How Many Bad Movies Did They Cram into The Incredible Burt Wonderstone?
It wouldn’t be fair to call The Incredible Burt Wonderstone a disastrous movie. It would be fair, however, to call it three or four disastrous movies crammed into one: It’s abysmally awful as a buddy flick, as a broad satire of Las Vegas, as a romance, and as a soulful character-based comedy. In a moviegoing year that is already piled deep with the remnants of terrible movies, this one skitters atop the garbage heap like a roach.
Steve Carell plays the title character, who in the opening scenes is a kid in the 1980s who turns to magic because he’s lonely. He’s the kind of boy bullies chase around the block, and after a rough day of being forced to eat tree bark, when he arrives home at an empty house we find out that it’s his birthday. But all he has to show for it is a note from his mom, a single present and instructions to enjoy making his birthday cake (if he wants to bake it himself). The present, though, is a box of magic tricks, together with a video by legendary magician Rance Holloway (Alan Arkin) that give him an opportunity to master something and a lifelong friendship with a classmate, the equally dorky Anton.
Cut to the present day, when Burt and Anton, under their goofy stage names, play packed houses every night in a Vegas hotel-casino despite putting on a groaner of an act complete with red velvet tuxedos, corny patter, and the theme song “Abracadabra.” The act seems to be a spoof of David Copperfield, Barry Manilow and Siegfried and Roy, staged with the maximum cheesiness of Gob’s magic act on Arrested Development. Carell and Steve Buscemi (as Anton) sport silly wigs and prance around being bitchy with stereotypically gay mannerisms. (Yet minutes later, Burt is revealed to be a ladykiller, the homoerotic scene between the two men forgotten.)
The arrival of an amazingly annoying Jim Carrey on the scene as Steve Gray, an underground hipster street musician modeled after Criss Angel and David Blaine, sets the woefully tame plot in motion: Will Burt and Anton adapt to contemporary tastes or will they fade into irrelevance?
The answer to this question is a resounding, “Who cares?” Anton is such an irrelevant dweeb, and Burt and Steve are such obnoxious egomaniacs, that there is no one to root for in the movie. Olivia Wilde, as the magicians’ assistant Jane (the film’s example of a big funny is for Burt to refer to her as “Nicole”), stands in for the audience, chafing at the lameness of Burt and Steve’s act and rolling her eyes at Burt’s lechery. Why doesn’t she leave if she can’t stand these guys? Maybe because the filmmakers don’t want the viewers to follow her example.

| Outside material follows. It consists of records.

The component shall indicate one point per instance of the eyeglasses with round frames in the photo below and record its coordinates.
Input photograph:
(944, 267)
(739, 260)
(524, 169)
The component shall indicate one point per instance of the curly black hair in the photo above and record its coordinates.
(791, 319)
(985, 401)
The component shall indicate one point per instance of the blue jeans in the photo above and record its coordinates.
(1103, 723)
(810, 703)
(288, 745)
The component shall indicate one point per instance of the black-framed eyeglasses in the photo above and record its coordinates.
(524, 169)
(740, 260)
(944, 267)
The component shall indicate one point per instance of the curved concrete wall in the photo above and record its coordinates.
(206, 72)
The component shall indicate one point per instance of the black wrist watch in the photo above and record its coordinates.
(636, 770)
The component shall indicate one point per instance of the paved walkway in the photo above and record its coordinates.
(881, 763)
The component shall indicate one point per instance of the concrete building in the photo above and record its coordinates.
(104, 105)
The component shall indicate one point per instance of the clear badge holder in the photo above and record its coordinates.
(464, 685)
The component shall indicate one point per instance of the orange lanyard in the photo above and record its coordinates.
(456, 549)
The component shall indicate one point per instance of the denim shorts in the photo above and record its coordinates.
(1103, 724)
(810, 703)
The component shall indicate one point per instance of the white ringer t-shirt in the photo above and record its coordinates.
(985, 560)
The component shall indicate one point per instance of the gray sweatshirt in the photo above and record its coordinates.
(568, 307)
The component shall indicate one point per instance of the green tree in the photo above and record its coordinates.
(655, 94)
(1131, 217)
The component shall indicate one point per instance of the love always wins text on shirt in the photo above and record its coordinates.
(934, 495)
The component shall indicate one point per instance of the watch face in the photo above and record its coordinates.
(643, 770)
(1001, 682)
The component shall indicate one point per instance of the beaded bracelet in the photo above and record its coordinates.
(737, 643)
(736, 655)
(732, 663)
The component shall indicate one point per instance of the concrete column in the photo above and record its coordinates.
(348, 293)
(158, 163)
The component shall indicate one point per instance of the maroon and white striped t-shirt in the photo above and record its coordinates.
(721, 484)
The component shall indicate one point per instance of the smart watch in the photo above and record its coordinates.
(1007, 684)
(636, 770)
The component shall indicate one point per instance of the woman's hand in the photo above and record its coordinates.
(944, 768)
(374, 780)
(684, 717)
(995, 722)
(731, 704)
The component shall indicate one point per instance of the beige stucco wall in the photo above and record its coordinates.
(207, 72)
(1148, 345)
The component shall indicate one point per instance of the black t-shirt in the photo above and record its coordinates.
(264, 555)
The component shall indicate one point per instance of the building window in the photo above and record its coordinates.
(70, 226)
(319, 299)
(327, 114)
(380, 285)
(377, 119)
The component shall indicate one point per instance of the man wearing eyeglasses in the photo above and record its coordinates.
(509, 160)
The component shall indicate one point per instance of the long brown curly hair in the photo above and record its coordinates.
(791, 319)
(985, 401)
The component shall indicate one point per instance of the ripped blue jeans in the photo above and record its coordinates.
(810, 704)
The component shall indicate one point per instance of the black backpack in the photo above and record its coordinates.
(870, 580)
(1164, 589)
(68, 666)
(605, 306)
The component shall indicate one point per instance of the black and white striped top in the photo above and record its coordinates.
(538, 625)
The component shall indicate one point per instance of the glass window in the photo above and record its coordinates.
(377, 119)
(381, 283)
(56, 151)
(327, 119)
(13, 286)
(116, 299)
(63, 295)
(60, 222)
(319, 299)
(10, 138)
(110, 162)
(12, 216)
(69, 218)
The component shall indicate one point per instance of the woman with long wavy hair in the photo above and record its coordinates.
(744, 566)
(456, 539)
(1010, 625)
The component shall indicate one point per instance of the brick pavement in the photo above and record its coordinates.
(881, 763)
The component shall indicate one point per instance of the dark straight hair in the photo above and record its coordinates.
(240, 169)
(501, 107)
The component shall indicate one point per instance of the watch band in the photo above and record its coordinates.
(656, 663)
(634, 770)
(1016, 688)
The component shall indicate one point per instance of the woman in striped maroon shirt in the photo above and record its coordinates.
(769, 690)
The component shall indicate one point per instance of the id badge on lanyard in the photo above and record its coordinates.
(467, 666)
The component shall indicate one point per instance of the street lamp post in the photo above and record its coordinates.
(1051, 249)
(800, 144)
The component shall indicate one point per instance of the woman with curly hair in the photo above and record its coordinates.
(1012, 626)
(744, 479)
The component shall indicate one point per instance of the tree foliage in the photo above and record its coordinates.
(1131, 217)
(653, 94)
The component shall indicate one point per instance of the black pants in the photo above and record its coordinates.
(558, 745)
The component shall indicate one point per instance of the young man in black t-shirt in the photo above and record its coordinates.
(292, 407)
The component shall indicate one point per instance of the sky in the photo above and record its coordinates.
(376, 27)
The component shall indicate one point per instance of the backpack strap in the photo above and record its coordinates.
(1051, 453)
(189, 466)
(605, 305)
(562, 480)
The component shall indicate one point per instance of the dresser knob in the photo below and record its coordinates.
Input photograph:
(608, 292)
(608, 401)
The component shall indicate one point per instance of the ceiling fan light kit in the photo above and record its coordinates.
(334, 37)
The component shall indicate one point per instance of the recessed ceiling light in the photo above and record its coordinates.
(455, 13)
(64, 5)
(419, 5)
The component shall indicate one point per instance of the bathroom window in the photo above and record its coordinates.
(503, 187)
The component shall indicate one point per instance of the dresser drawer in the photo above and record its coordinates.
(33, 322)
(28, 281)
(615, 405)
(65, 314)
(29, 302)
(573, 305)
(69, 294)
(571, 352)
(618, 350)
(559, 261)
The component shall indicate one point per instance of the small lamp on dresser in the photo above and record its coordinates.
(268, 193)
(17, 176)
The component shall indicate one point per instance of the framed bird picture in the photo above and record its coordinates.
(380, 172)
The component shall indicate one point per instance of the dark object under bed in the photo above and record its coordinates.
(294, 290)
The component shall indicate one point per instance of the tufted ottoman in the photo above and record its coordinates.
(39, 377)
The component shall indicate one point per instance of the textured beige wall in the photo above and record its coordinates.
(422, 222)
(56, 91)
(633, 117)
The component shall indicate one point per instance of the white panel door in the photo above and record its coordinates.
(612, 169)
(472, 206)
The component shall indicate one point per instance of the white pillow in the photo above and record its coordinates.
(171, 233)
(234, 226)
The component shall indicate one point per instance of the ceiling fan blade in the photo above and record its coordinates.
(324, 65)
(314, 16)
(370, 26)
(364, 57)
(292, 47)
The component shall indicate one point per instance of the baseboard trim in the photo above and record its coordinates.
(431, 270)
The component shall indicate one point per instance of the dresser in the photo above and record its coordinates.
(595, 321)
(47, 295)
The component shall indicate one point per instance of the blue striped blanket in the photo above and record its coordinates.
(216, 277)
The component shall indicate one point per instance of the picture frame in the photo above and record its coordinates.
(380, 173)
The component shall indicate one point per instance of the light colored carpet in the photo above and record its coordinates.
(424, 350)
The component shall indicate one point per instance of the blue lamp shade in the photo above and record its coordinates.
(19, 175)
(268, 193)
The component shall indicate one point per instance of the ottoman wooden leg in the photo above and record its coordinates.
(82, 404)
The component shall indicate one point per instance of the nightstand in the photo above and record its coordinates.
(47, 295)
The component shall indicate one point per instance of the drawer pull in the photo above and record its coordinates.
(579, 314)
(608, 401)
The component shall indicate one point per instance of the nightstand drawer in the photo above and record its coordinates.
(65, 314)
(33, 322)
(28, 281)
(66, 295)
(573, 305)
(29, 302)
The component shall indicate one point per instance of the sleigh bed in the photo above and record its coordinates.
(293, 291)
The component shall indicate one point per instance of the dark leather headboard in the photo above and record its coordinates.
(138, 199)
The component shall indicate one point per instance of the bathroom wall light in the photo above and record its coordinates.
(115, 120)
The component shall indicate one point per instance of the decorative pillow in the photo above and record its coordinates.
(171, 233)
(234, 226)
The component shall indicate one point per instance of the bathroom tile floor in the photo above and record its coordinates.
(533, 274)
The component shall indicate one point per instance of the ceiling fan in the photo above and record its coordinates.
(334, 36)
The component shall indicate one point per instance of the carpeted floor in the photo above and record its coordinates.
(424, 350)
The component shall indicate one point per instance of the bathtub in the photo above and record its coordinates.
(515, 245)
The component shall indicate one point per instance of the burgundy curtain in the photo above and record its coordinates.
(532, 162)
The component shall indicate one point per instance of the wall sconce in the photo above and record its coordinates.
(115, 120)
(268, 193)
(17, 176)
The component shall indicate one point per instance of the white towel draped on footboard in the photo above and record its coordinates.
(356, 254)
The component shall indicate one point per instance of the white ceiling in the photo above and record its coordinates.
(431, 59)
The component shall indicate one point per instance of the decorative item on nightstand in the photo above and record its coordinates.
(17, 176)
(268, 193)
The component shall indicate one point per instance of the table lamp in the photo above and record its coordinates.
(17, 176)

In one of many tiresome would-be comic set pieces, Burt chickens out of a stunt involving being locked in a plexiglass cube suspended above the broiling Las Vegas strip, blames Anton and fires him, yet is so dumb that he tries to continue a two-man magic act by himself. How did such a moron rise to the level of sold-out attraction in the first place? And why does his supposedly hard-headed boss (James Gandolfini) keep the act going even when their audience has disappeared? Bigger problem: What happened to the sweet, lonely Burt from the beginning of the movie? Seeing how a talented, likable old-school entertainer adapted to new realities might have been fun, but no amount of payback can be sufficient punishment for such a brainless, narcissistic oaf as Burt.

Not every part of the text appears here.